Status: Done.

Im ready, but are you ready?

My story.

I had written a letter to you and gave you that.
All my thoughts and feelings to you.

Yesterday you gave the letter back with your thoughts and feelings.
You told me to wait to read it, because I was going out with my friend to the movies.

"Okay" I said and took it in my hand that landed on my side.
I felt on it when it was in my hand on my side, 'wow, its thick..' I thought.

"Can you give Hanna and I a ride to the cinema at half past ten too?" I asked and looked at you.

"Mhm, okay. I had plans on just relax and take it easy, but fine." He said in a irritating voice.

"You don’t have to pick me, Rosie will give me a ride home, Hannah's mom. You just need to give us a ride up." I said quickly and began to shake off the cold. I had just put on a hoodie and pants and it was only just -7 degrees outside.

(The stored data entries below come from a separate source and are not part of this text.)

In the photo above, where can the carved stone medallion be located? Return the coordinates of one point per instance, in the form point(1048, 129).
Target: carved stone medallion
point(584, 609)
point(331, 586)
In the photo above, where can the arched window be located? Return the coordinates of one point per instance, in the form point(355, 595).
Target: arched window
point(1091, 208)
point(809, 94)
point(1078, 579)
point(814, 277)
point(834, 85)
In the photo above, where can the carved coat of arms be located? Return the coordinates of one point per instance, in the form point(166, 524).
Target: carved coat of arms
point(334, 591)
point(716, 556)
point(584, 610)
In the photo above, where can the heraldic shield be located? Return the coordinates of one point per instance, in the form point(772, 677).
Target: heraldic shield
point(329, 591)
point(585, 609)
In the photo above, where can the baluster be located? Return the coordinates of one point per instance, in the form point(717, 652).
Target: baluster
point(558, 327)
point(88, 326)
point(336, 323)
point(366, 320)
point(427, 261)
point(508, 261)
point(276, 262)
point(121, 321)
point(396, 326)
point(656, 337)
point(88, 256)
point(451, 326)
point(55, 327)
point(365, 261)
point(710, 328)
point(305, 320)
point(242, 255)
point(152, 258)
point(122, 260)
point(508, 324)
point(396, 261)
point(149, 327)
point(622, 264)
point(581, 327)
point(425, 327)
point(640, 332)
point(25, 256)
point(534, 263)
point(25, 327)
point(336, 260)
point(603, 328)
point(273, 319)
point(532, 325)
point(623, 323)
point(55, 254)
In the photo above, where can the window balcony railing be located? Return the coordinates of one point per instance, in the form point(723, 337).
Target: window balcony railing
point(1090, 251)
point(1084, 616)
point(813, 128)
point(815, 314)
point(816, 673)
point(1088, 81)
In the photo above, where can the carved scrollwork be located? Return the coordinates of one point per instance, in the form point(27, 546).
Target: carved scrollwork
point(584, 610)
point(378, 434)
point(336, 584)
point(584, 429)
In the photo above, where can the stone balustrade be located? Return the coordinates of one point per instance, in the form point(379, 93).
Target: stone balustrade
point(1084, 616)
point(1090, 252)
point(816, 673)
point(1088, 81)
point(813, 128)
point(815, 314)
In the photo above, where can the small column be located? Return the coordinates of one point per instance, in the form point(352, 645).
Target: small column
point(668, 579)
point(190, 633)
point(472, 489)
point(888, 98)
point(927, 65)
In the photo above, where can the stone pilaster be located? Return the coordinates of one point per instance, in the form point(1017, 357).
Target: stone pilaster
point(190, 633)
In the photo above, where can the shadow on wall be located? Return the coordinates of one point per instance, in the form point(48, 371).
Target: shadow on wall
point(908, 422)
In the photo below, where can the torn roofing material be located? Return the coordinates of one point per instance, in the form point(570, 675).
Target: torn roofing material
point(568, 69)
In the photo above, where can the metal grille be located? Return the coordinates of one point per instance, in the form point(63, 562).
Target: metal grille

"Okay, I’ll be here half past ten then."

"Okay, bye." I said and closed the door to the car.

It was fun at the cinema, met my cousin Ia and Stina, Catherine and Lisa there too. They were also going to see Twilight.

The movie was really good to have seen it five times before.

Hanna and I said goodbye to everyone and started walking towards Hanna's mothers job.
It was even more chilly outside now than before, so we started walking up and down the street to keep us warm.
It didnt work so well, so we stopped at the street where Hansson's cafe is and jumped around a bit, talked about the film and laughed.

When I got home I went to mom's bed and told her I was home, she mumbled something I didnt understand so I told her to go back to sleep.
I turned off all the lights and went to my room with your letter in my hand, turned on the TV and turned off the lamp.
Took off all my clothes and put on my night pants and an old t-shirt and lay down in bed.

'Should I read it now or ..' I thought to myself and took it in my hand and looked at it.
I opened it with a little shake in my hand and first took out my letter, 'what the .. He didnt saved it 'I thought to myself.
I put my letter on the side of the pillow and took out his letters.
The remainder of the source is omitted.